Clinical research and diagnostics frequently make use of fluorescence‐based immunoassays due to their high sensitivity and ease of operation. However, the autofluorescence of capture surfaces, such as magnetic beads, produce strong background noise.
In Small, Dr. Amos Danielli from Bar‐Ilan University, Israel and co-workers devise a novel photobleaching method to reduce the autofluorescence of magnetic beads, improving the analytical performance of fluorescence‐based immunoassays.
Dr. Amos Danielli: The system we use to photobleach the beads includes a laser that is reshaped by two planar convex lenses, is reflected by a dichroic beamsplitter, and focused by an objective lens onto the sample of magnetic beads. Two electomagnets aggregate the magnetic beads to one side of the cuvette, and the laser excites the magnetic beads, and the emitted autofluorescence is detected by a photomultiplier tube and displayed on the oscilloscope.

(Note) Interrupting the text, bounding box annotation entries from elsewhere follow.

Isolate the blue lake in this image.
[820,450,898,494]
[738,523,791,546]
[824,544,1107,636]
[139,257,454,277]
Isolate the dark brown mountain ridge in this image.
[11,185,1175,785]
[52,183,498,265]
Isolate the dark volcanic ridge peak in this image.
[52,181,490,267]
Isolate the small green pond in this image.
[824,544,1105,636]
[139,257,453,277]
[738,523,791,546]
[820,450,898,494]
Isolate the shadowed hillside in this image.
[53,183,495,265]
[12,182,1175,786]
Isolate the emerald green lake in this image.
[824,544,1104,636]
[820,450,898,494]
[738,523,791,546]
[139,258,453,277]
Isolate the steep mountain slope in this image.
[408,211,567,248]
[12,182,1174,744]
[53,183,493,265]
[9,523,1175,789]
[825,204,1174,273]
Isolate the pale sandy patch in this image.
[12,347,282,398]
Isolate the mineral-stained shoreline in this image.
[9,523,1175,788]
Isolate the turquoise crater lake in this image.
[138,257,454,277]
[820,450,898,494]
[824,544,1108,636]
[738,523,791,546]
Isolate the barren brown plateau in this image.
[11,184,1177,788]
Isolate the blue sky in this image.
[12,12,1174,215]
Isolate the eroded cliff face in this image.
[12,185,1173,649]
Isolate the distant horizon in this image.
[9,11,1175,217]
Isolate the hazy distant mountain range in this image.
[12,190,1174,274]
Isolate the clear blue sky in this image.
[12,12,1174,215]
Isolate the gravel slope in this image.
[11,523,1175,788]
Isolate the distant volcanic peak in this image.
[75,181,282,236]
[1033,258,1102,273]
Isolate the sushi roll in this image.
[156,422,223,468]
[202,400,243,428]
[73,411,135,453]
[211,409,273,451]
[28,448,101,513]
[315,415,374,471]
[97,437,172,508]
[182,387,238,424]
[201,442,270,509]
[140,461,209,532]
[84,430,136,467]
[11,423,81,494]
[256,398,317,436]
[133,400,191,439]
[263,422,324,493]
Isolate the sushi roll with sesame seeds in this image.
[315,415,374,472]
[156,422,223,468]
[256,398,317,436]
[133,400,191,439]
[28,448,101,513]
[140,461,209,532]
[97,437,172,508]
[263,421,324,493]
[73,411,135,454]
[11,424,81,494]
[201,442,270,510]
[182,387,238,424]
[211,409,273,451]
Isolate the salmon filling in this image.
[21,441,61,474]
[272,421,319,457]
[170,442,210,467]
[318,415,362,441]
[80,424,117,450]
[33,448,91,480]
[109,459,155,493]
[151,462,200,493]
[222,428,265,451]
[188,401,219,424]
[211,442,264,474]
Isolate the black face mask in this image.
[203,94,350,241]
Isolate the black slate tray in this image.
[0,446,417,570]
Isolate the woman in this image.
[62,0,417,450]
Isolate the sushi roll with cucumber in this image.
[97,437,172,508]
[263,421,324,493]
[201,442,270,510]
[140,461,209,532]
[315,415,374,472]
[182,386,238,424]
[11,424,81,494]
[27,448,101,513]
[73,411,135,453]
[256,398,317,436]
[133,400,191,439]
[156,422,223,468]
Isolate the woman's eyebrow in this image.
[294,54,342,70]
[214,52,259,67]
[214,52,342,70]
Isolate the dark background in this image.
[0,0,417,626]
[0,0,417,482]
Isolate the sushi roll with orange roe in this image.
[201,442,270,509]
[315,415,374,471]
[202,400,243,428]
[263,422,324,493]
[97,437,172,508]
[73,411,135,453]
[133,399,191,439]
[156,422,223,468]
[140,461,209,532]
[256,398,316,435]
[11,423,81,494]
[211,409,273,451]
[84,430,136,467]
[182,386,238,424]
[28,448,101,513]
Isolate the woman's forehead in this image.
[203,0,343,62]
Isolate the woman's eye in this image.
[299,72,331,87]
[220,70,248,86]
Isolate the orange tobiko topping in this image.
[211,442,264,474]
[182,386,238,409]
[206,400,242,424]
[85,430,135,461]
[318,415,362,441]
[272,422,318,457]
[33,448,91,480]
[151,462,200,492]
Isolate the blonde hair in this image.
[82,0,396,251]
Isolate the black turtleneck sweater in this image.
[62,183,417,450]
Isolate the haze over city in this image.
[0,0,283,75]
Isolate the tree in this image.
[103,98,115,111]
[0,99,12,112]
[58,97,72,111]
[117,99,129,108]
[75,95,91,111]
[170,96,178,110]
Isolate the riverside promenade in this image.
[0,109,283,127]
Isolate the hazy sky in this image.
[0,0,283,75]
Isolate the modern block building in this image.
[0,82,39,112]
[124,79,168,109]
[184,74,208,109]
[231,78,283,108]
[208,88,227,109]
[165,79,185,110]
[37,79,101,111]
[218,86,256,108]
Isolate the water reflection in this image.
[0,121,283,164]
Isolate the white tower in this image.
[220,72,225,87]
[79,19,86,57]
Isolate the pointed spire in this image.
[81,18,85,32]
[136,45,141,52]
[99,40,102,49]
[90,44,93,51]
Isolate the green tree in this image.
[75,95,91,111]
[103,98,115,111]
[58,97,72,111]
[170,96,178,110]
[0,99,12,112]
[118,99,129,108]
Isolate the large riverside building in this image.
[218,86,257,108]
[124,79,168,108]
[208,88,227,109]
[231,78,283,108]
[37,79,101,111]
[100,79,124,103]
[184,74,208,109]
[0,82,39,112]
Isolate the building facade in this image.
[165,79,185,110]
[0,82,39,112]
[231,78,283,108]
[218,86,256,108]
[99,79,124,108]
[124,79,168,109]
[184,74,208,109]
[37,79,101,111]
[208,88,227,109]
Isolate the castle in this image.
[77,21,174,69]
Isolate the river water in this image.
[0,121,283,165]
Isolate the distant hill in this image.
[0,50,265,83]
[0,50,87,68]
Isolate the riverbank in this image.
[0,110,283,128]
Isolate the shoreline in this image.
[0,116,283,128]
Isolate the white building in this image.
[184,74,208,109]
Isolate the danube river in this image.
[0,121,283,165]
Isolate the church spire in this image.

Shira Roth: The autofluorescence properties and the stability of the photobleaching were analyzed over a period of two months, indicating that the photobleached beads were stable over time and their surface functionality was retained.
A commercially available immunoassay, Human Interleukin-8, was detected with a three-fold improvement in the detection limit and signal-to-noise ratio of immunoassays compared to non-bleached beads, and autofluorescence was reduced to 1% of the initial value.